Host Adaptive Evolution of Avian-Origin H3N2 Canine Influenza Virus

Abstract

Since its first isolation in around 2007, the avian-origin H3N2 canine influenza virus (CIV) has become established and continues to circulate in dog populations. This virus serves as a useful model for deciphering the complex evolutionary process of interspecies transmission of influenza A virus (IAV) from one species to its subsequent circulation in another mammalian host. The present investigation is a comprehensive effort to identify and characterize genetic changes that accumulated in the avian-origin H3N2 CIV during its circulation in the dog. We revealed that H3N2 CIV experiences greater selection pressure with extremely high global non-synonymous to synonymous substitution ratios per codon (dN/dS ratio) for each gene compared to the avian reservoir viruses. A total of 54 amino acid substitutions were observed to have accumulated

and become fixed in the H3N2 CIV population based on our comprehensive codon- based frequency diagram analysis.
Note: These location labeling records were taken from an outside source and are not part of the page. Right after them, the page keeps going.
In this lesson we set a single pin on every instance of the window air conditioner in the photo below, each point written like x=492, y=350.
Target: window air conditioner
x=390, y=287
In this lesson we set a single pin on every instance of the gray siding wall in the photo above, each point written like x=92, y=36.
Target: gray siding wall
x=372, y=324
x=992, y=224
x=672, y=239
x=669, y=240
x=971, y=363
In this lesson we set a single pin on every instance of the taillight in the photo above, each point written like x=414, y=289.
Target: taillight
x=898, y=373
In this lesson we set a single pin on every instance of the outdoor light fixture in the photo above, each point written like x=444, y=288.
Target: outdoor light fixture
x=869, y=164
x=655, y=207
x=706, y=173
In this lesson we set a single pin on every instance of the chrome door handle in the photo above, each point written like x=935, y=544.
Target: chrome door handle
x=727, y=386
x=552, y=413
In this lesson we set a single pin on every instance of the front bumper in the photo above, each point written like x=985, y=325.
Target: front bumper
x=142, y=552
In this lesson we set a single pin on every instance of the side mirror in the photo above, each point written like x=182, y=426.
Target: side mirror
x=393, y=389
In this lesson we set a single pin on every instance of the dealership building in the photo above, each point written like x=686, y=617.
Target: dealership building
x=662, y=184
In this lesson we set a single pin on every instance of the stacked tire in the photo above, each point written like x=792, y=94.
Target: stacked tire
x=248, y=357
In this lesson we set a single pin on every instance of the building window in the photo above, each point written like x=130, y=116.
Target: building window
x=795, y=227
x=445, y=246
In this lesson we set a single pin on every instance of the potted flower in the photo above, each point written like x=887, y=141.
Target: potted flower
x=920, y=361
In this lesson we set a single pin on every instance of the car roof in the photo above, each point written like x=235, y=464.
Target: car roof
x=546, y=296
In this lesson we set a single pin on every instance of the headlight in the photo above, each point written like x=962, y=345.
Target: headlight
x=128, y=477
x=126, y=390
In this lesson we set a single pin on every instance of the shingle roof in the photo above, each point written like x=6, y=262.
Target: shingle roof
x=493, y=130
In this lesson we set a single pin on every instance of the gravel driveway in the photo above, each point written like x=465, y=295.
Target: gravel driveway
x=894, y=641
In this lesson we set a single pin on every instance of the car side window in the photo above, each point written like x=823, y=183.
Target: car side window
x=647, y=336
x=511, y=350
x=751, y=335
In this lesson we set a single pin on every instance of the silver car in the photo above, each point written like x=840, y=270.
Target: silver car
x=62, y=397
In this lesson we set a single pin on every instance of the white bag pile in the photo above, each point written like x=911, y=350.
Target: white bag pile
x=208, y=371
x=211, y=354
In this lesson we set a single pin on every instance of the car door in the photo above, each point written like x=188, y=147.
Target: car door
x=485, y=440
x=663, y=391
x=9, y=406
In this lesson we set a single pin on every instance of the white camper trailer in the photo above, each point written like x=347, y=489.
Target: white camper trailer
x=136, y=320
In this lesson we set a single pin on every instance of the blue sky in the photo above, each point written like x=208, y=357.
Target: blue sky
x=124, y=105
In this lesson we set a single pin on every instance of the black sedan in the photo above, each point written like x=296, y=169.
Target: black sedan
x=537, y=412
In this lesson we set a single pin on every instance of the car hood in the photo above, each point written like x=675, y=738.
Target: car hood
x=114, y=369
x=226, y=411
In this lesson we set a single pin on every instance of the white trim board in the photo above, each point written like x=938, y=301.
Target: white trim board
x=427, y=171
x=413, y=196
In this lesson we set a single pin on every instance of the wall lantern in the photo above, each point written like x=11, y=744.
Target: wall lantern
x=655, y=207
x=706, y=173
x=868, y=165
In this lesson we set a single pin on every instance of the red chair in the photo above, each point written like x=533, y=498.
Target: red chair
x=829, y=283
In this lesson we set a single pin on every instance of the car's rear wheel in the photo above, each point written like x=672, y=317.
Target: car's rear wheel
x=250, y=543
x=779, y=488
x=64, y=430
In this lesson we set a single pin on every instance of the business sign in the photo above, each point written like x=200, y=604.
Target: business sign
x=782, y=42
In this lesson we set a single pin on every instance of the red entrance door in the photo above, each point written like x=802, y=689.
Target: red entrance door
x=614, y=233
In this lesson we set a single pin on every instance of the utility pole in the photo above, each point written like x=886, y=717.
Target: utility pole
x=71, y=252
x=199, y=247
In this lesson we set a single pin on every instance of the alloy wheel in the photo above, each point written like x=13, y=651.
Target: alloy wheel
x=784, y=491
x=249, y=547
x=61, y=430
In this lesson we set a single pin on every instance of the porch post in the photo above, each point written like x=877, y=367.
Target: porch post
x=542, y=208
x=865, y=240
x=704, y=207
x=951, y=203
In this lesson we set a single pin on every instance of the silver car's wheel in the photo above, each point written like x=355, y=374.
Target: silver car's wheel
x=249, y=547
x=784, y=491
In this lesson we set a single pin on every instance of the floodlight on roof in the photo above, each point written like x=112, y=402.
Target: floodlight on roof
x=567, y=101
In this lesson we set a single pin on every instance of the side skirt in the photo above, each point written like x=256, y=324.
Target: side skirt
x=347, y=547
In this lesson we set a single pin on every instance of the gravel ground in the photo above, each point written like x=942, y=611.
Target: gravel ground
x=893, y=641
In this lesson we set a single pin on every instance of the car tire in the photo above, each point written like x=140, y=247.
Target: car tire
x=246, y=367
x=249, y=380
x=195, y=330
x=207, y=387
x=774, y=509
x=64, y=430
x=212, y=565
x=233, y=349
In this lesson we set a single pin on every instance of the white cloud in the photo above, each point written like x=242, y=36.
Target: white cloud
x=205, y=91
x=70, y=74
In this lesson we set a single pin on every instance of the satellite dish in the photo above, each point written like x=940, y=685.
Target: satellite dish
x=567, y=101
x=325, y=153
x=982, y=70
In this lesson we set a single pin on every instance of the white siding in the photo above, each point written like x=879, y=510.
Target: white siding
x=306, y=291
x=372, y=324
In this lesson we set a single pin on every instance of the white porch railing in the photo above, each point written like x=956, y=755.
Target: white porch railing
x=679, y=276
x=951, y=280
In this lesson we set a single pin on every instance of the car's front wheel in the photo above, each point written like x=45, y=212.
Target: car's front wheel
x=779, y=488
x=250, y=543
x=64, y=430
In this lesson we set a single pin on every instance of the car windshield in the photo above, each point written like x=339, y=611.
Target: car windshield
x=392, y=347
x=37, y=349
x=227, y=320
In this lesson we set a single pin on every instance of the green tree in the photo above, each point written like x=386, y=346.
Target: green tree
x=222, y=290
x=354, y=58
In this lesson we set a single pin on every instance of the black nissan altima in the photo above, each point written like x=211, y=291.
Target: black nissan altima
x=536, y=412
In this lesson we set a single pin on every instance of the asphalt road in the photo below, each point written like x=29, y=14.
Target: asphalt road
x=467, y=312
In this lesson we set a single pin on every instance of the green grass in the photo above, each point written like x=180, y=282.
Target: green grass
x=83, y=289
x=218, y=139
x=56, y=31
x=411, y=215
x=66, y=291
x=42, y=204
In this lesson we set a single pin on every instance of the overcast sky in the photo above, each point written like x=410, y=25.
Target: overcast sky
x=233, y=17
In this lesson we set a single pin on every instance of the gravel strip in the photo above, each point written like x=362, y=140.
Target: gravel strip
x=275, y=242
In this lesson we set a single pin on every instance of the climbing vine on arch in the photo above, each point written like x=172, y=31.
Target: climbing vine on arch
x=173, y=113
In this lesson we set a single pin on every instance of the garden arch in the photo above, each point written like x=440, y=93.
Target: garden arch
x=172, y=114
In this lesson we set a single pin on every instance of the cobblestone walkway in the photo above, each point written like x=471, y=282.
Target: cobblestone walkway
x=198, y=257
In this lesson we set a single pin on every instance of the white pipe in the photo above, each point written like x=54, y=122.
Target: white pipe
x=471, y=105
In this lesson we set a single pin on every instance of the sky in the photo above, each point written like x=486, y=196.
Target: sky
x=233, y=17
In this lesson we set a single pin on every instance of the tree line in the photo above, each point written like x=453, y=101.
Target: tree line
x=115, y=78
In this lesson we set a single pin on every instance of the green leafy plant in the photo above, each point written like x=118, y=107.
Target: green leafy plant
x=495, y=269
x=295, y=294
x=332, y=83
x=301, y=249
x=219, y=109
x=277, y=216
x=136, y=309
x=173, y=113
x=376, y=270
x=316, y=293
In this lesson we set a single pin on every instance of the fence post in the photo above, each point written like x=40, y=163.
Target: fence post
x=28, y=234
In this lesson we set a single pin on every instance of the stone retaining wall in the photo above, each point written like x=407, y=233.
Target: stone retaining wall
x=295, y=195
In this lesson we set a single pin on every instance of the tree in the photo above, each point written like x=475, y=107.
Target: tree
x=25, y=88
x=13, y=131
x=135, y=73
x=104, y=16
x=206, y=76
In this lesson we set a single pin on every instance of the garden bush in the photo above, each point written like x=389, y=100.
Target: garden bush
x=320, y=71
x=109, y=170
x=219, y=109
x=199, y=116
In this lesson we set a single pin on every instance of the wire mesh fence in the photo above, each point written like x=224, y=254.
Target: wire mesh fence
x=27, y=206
Of these substitutions, 11 sites also display high

prevalence in H3N8 CIV, indicating that convergent evolution has occurred on different lineages of CIV. Notably, six substitutions, including HA-G146S, M1-V15I, NS1-E227K, PA-C241Y, PB2-K251R, and PB2-G590S, have been reported to play imperative roles in facilitating the transmission and spillover of IAVs across species barriers. Most of these substitutions were found to have become fixed in around 2015, which might have been a favorable factor that facilitating the spread of these CIV lineages from South Asia to North America and subsequent further circulation in these areas. We also detected 12 sites in six viral genes with evidence for positive selection by comparing the rates of non-synonymous and synonymous substitutions at each site. Besides, our study reports trends of enhanced ongoing adaptation of H3N2 CIV to their respective host cellular systems, based on the codon adaptation index analysis, which points toward increasing fitness for efficient viral replication. In addition, a reduction in the abundance of the CpG motif, as evident from an analysis of relative dinucleotide abundance, may contribute to the successful evasion of host immune recognition. The present study provides key insights into the adaptive changes that have accumulated in the avian-origin H3N2 viral genomes during its establishment and circulation into dog populations.